The inspection took place on 6 and 11 December 2018. The first day of our inspection visit was unannounced.The Orchard is a 'care home'. People in care homes receive accommodation and nursing or personal care as a single package under one contractual agreement. CQC regulates both the premises and the care provided, and both were looked at during this inspection.
The home is registered to provide accommodation with personal care for up to 14 people, some of whom are living with dementia. The accommodation is split across two floors within a modern, purpose-built building. At the time of our inspection, there were 9 people living at the home.
There was no registered manager in post at the time of our inspection. We met with the home’s manager who was in the process of applying to the Care Quality Commission to become registered manager. A registered manager is a person who has registered with CQC to manage the service. Like registered providers, they are 'registered persons'. Registered persons have legal responsibility for meeting the requirements in the Health and Social Care Act 2008 and associated Regulations about how the service is run.
People’s medicines were not always safely and appropriately managed. Electronic medicines records were not always accurate and up-to-date and guidance on the intended use of people’s ‘when required’ (PRN) medicines was not clear. In addition, the application of people's topical medication was not clearly recorded. Risk assessment and risk management procedures were not sufficiently robust or comprehensive, resulting in a lack of clear guidance for staff on how to keep people safe. The employment histories of prospective staff were not always explored in line with safe recruitment practice.

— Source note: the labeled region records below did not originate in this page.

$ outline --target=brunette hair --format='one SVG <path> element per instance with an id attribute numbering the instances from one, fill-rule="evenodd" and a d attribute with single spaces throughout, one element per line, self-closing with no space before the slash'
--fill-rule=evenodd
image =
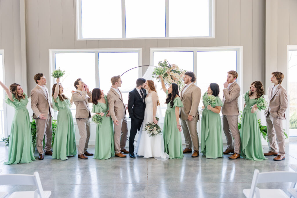
<path id="1" fill-rule="evenodd" d="M 275 77 L 277 78 L 277 79 L 279 81 L 279 84 L 281 84 L 282 82 L 282 79 L 284 79 L 284 78 L 285 77 L 284 76 L 284 74 L 281 72 L 274 72 L 271 73 L 271 75 L 272 75 L 273 74 L 274 75 L 274 76 Z"/>
<path id="2" fill-rule="evenodd" d="M 146 81 L 146 83 L 151 90 L 154 91 L 157 93 L 157 91 L 156 90 L 156 88 L 155 87 L 155 83 L 154 82 L 154 81 L 151 80 L 148 80 Z M 160 105 L 160 102 L 159 102 L 159 97 L 158 96 L 157 94 L 157 106 L 158 106 Z"/>
<path id="3" fill-rule="evenodd" d="M 174 104 L 173 101 L 174 100 L 175 96 L 176 95 L 179 96 L 179 95 L 178 95 L 178 86 L 175 83 L 173 83 L 171 85 L 172 85 L 172 92 L 171 94 L 168 94 L 167 95 L 167 97 L 165 103 L 168 104 L 170 102 L 170 107 L 172 108 Z"/>
<path id="4" fill-rule="evenodd" d="M 257 98 L 259 98 L 264 95 L 264 88 L 263 87 L 263 84 L 261 81 L 256 80 L 252 83 L 251 86 L 254 84 L 255 87 L 257 88 Z M 250 86 L 249 87 L 249 91 L 248 94 L 250 96 L 253 95 Z"/>
<path id="5" fill-rule="evenodd" d="M 55 94 L 55 90 L 56 89 L 56 86 L 57 86 L 57 83 L 55 83 L 53 85 L 53 88 L 52 88 L 52 96 L 54 95 Z M 59 86 L 59 93 L 58 95 L 59 96 L 59 98 L 61 101 L 63 101 L 66 99 L 68 99 L 68 98 L 65 96 L 64 94 L 61 94 L 61 92 L 60 91 L 60 86 Z"/>
<path id="6" fill-rule="evenodd" d="M 92 91 L 92 103 L 93 104 L 98 104 L 98 101 L 101 99 L 101 89 L 99 88 L 93 89 Z"/>
<path id="7" fill-rule="evenodd" d="M 21 96 L 18 95 L 18 86 L 19 86 L 21 87 L 22 86 L 20 85 L 17 83 L 14 83 L 10 85 L 9 86 L 9 90 L 10 90 L 10 92 L 15 96 L 15 97 L 19 101 L 21 99 L 24 99 L 26 98 L 26 96 L 25 94 L 23 93 Z"/>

Staff training and staff supervision meetings had lapsed. Not all staff had completed the provider’s mandatory training or attended their annual refresher courses. People’s mental capacity assessments and best-interests decisions were not always decision-specific, and an application had not been made to renew one person’s DoLS authorisation as needed. The provider’s quality assurance systems and processes were not sufficiently effective. The manager lacked sufficient knowledge of the legal and regulatory requirements upon the provider.
Staff understood their individual responsibilities to report any form of abuse involving the people who lived at the home. The provider had safeguarding procedures in place designed to ensure any abuse concerns were reported externally and investigated. The staffing levels maintained at the home enabled staff to meet people’s needs safely. The provider had measures in place to protect people, staff and visitors from the risk of infections, including the use of appropriate personal protective equipment by staff.
Prior to people moving into the home, the management team met with them and, where appropriate, their relatives to assess whether their individual care and support needs could be effectively met by the service. People had access to the specialist care equipment they needed. Staff and management sought to avoid any form of discrimination in planning and delivering people’s care. New staff completed the provider's induction training to help them settle into their new roles at the home. People had the support they needed to maintain a balanced diet, and any associated needs and risks were assessed and managed. Staff helped people to seek professional medical advice and treatment if they were unwell. The design and decoration of the home reflected people’s needs.
Staff adopted a kind and caring approach towards their work, and had taken the time to get to know people well. People’s communication needs were assessed, and staff encouraged their involvement in decision-making that affected them. People were treated people with dignity and respect at all times, and staff and management took steps to protect their personal information.
People’s care and support reflected their individual needs and requirements. Their care plans were individual to them and read by staff. Staff supported people to pursue their interests and participate in recreational and social activities. People and their relatives were clear how to raise any concerns or complaints about the service and felt comfortable doing so. The provider had procedures in place designed to identify people’s wishes as they approached the end of their lives.
People, their relatives and community professionals spoke positively about their dealings with the management team. They described open communication between themselves and management. Staff felt well-supported, valued and were clear what was expected of them at work. The provider took steps to encourage people, their relatives and staff to be involved in the service.
We found two breaches of the Health and Social Care Act 2008 (Regulated Activities) Regulations 2014. You can see what action we told the provider to take at the back of the full version of the report.